I previously shared the story about my husband who was a Firefighter who died in the line of duty from an occupational disease. When it came time there were four memorials for fallen firefighters that we were invited to attend in honour of my husband and others.

Canadian Fallen Firefighters (CFFF) Memorial held in Ottawa, Ontario, Canada

International Association of Firefighters (IAFF) Memorial held in Colorado Springs, Colorado, USA

Tribute to the Fallen Memorial presented by the Premier of Ontario held in Toronto, Ontario, Canada

OPFFA Fallen Firefighter Memorial held in Toronto, Ontario, Canada

All of these memorials were truly spectacular and were so important to honour the fallen and equally as important for their families to see that there loved ones will not be forgotten.

I am so pleased to know that the Canadian Fallen Firefighters will now have a memorial erected where they also can honour and remember all of the Canadian Fallen Firefighters who have been killed in the line of duty. I cannot express how much it means to my son and I to know that there will be a memorial erected with my husband’s name on signifying the recognition for the sacrifice he made.

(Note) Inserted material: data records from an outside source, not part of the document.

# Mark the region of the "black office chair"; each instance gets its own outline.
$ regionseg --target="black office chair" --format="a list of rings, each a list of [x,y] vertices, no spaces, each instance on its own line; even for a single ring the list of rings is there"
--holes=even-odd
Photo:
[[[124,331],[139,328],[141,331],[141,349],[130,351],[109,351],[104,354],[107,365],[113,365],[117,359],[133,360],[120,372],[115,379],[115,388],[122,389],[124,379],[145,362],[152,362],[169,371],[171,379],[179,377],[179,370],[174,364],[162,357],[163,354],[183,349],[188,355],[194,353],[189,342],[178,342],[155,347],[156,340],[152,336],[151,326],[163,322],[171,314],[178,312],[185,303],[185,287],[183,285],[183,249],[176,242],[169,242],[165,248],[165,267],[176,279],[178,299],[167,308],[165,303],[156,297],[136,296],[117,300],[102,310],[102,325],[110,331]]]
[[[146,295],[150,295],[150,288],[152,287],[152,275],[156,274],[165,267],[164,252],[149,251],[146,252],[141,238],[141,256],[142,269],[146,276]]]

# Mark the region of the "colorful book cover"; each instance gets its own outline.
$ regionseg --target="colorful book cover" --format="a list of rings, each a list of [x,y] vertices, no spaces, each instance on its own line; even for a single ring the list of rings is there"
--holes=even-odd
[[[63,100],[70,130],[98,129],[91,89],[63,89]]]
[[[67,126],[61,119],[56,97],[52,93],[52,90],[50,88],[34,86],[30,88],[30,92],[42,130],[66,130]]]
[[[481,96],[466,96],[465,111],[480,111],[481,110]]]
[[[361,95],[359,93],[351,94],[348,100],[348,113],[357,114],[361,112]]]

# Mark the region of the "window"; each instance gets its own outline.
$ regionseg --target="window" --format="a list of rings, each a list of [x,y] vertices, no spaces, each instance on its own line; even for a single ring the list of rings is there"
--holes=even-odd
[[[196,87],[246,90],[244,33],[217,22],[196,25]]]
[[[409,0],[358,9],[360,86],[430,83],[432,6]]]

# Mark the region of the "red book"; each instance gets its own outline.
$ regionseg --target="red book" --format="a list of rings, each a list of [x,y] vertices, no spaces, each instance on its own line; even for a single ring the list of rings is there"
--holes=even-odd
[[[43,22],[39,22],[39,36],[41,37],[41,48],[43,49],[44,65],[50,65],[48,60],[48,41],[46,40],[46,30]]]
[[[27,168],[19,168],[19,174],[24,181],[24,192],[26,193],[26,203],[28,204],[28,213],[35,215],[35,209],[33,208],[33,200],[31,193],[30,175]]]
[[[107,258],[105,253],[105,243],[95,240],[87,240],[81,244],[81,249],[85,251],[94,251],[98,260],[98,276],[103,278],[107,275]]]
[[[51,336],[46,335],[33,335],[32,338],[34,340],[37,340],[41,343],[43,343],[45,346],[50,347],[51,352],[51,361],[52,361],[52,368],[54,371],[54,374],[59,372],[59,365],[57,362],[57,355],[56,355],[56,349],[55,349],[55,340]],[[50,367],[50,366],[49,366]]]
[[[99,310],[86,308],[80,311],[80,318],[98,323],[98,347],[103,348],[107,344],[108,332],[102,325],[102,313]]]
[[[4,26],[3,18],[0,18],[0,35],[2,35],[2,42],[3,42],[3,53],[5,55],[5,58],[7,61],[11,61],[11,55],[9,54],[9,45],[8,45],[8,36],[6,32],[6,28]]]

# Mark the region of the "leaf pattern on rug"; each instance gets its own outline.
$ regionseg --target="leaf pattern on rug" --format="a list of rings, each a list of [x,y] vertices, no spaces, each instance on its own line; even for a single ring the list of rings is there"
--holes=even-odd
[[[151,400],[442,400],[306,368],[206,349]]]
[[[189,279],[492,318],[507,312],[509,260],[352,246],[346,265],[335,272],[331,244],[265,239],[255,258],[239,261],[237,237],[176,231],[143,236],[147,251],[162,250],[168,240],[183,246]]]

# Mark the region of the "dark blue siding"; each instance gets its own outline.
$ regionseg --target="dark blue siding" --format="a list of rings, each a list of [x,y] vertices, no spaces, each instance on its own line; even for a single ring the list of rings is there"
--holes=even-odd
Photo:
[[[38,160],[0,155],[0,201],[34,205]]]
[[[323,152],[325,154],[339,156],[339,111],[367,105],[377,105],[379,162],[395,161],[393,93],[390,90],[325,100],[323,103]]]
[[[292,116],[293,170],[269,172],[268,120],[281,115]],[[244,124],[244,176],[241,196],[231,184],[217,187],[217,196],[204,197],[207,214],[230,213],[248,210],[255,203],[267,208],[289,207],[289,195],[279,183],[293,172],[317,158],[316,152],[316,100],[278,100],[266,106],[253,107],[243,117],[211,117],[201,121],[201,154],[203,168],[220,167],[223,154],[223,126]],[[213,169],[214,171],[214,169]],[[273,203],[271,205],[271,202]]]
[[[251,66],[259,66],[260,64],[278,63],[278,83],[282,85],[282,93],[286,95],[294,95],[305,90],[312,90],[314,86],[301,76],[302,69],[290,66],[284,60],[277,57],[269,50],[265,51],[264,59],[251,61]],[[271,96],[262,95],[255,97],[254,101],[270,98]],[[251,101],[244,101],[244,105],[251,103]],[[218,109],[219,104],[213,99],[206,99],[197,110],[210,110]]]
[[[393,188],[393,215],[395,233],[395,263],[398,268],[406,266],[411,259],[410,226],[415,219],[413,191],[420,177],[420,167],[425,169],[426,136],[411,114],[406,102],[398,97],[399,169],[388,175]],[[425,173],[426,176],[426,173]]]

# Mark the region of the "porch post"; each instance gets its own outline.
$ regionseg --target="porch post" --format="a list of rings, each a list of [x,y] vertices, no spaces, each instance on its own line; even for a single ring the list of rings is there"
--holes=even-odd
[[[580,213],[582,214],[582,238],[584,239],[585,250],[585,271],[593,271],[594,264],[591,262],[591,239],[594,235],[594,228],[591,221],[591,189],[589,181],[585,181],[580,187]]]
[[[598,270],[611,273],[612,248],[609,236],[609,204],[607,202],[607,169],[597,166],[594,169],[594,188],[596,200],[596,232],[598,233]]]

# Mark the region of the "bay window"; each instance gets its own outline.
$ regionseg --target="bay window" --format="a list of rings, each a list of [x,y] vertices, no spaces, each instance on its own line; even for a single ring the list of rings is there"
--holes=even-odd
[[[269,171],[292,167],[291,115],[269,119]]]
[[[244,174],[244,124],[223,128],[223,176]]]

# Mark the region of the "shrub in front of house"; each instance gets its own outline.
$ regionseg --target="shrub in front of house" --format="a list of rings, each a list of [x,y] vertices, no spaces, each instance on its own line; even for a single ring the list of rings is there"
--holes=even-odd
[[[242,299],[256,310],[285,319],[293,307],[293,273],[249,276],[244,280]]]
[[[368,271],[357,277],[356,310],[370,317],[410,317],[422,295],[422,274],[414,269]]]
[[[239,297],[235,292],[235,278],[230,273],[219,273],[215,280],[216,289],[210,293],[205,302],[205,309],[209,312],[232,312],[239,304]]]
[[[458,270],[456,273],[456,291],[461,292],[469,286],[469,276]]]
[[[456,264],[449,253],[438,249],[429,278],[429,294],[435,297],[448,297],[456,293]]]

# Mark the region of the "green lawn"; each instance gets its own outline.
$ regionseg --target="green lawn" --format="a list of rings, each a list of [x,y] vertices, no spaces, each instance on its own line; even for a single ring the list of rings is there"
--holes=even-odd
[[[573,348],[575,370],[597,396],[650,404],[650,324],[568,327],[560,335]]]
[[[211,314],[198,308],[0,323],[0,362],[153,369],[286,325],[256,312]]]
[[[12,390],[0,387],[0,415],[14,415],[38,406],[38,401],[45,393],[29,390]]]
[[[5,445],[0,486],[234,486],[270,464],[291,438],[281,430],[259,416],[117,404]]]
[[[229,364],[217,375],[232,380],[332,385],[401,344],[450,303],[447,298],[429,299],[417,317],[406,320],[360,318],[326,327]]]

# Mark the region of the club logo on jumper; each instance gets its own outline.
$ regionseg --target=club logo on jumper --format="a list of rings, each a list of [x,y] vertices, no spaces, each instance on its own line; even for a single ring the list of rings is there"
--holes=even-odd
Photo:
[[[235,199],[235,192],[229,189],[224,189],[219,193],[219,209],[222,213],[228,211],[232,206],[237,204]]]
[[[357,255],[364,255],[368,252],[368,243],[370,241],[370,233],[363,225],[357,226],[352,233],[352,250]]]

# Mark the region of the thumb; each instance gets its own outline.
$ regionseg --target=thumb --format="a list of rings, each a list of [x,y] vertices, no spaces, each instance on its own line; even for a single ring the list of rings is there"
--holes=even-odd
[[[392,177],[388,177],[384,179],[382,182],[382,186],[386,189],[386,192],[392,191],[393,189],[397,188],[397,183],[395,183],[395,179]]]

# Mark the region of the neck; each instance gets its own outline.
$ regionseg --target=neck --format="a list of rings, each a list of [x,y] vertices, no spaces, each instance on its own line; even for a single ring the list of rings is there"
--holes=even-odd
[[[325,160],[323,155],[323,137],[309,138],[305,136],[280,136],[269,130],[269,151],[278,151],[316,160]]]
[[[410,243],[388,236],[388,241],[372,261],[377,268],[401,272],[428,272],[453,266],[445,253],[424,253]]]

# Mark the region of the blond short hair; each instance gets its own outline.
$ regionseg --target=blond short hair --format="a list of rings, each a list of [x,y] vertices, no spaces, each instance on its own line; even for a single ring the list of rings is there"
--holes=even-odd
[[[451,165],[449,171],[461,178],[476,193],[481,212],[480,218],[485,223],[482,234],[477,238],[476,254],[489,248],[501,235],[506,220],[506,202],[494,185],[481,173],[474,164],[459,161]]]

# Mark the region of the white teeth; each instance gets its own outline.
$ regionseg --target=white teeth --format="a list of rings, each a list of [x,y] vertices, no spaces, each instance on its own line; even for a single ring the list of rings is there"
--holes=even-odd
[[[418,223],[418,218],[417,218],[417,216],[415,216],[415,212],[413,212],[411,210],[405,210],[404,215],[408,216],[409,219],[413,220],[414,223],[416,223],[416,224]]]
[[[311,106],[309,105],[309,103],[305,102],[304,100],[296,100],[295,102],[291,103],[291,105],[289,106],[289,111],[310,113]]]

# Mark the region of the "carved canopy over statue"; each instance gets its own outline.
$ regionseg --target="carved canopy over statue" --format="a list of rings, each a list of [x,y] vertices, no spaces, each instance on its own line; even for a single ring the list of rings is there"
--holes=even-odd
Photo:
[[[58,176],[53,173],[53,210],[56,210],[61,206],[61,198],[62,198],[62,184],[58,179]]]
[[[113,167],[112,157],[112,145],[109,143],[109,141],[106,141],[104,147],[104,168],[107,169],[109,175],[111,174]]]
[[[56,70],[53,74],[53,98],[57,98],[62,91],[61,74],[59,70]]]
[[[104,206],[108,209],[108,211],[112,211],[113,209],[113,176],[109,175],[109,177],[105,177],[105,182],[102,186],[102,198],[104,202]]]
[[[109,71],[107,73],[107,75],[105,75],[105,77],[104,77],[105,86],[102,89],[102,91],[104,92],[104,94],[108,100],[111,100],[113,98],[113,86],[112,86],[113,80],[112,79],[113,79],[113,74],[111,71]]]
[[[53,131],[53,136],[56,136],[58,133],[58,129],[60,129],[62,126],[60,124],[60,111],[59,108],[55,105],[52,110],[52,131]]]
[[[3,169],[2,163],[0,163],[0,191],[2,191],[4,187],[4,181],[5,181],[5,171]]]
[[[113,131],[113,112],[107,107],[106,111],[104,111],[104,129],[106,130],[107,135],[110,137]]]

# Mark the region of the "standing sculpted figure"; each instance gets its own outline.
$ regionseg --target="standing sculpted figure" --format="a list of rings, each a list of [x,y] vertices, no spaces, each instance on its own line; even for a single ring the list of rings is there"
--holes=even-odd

Congratulations to the CFFF for their hard work and dedication! As one of the families of the fallen, we thank you!

Heros in my life

Submitted by: Susan Bonner

I have many Hero’s in my life, my story is one of great respect and admiration for all of them. From my oldest brother a Staff Sergeant on the Police Force, my Sister in law also a Sergeant, my Nephew a PC, and my Brother in law a Captain with the Fire Department and sadly a Fallen Firefighter. To know each time a call comes in they are risking their own lives to help others is one that many of us cannot understand.

I remember the day I gave my Brother a Police Angel Pin and made him promise to carry it with him while he was on the job, it gave me a sense of peace knowing he was, in around about way being watched over. I have listened to many of the situations they have been faced with and continue to face each and everyday, I am very proud!!

When my Brother in law passed away 3 yrs ago it was very humbling to see the Firefighters, Police and EMS in attendance and line the streets to honour one of their own! The respect they had for not only my Brother in law, who was their Captain, Friend and Brother, but for my Sister and Nephew was very much overwhelming, I never thought in my life I would be saying Good-Bye to one of my hero’s
Firefighters stand behind their belief that “Everyone Goes Home” I do believe my Brother in Law is now Home.

My respect and admiration also goes out to the spouces and children of the heros in my life, with my Sister topping the list! I believe it makes going home after their shifts are done a lot easier.

So whenever I see a Fire Truck or a Cruiser racing to a call I say a silent prayer for them, knowing they too are someone’s hero!